Home Televisione Lo scherzo delle “Iene”: Marco Travaglio e il figlio a Mediaset

Lo scherzo delle “Iene”: Marco Travaglio e il figlio a Mediaset

Ed è andato comunque in onda. Marco Travaglio ne ha dette delle belle sulla Mediaset, e sui vertici dell’azienda durante lo scherzo delle “Iene”, ma l’azienda televisiva fondata da Silvio Berlusconi (nemico numero uno di Marco Travaglio) ha permesso comunque alla redazione delle Iene di mandare in onda lo scherzo.

A Marco Travaglio, noto giornalista sin da sempre antiberlusconiano, è stato fatto credere durante uno scherzo architettato nei minimi dettagli, che il figlio Alessandro, complice, volesse partecipare come concorrente all’edizione in corso del Grande Fratello VIP.
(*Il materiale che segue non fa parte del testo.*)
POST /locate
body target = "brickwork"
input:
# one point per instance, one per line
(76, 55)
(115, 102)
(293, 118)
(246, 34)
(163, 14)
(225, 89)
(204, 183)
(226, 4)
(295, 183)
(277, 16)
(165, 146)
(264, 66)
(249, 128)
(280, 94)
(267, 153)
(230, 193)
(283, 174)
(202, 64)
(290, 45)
Il giornalista ha iniziato subito, ignaro delle telecamere nascoste della redazione delle “Iene”, ha dire la sua sul programma:

“Il Grande Fratello non è una trasmissione di artisti, è una trasmissione di sfigati morti di fama, che non hanno più fama e cercano di recuperarla mettendo in piazza le loro mutande, le loro scoregge, le loro scopate. E’ un programma osceno. Se tu pensi che ti abbiano invitato perché sei un artista, ti deludi, ti hanno invitato perché sei figlio mio (…) Non farai il tuo lavoro, farai il cog*ione in mezzo a un branco di cog*ioni, di sfigati. Quel programma emette puzza anche dal video, si sentono le puzze. Non voglio essere minimamente coinvolto in questa cosa, io non esisto per Mediaset, tanto meno per quei programmi di merd*”
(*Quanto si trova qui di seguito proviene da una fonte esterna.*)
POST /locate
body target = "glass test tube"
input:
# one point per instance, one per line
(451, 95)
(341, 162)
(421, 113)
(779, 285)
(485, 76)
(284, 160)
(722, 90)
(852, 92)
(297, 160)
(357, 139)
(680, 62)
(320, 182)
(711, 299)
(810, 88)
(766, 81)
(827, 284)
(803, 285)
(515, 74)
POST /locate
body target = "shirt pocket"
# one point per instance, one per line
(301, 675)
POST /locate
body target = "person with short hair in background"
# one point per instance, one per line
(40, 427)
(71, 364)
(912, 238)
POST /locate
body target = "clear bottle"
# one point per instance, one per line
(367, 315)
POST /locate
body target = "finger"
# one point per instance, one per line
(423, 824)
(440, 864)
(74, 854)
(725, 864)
Il figlio Alessandro (rapper in arte “Trava”) aveva preparato in concomitanza con la redazione delle “Iene” tutte le frasi giuste per far andare in incandescenza il direttore de “Il Fatto Quotidiano” il quale, però scoprendo che il figlio aveva già firmato un contratto da soli tremila euro per un mese e con una onerosa penale in caso di rescissione, mantiene la calma, senza usare però freni alle parole:

“Non hai idea di quello che io sento nei loro confronti, è gente che ha cercato di rovinarmi. Io vado lì da loro? Ma io li schifo, gli sputo in faccia, io se li incontro per strada li stiro con la macchina (…) Hanno cercato di rovinarmi la vita, di stroncarmi la carriera, mi hanno denunciato, hanno cercato di rovinare la nostra famiglia, mi sono fatto quaranta cause contro Fininvest e Mediaset (…) Loro sono in guerra con me da vent’anni, sono il mio nemico numero uno, non c’è nessun punto di incontro, io sono il diavolo e loro l’acqua santa o viceversa”

Lo scherzo si è concluso tra le risate del giornalista e del figlio.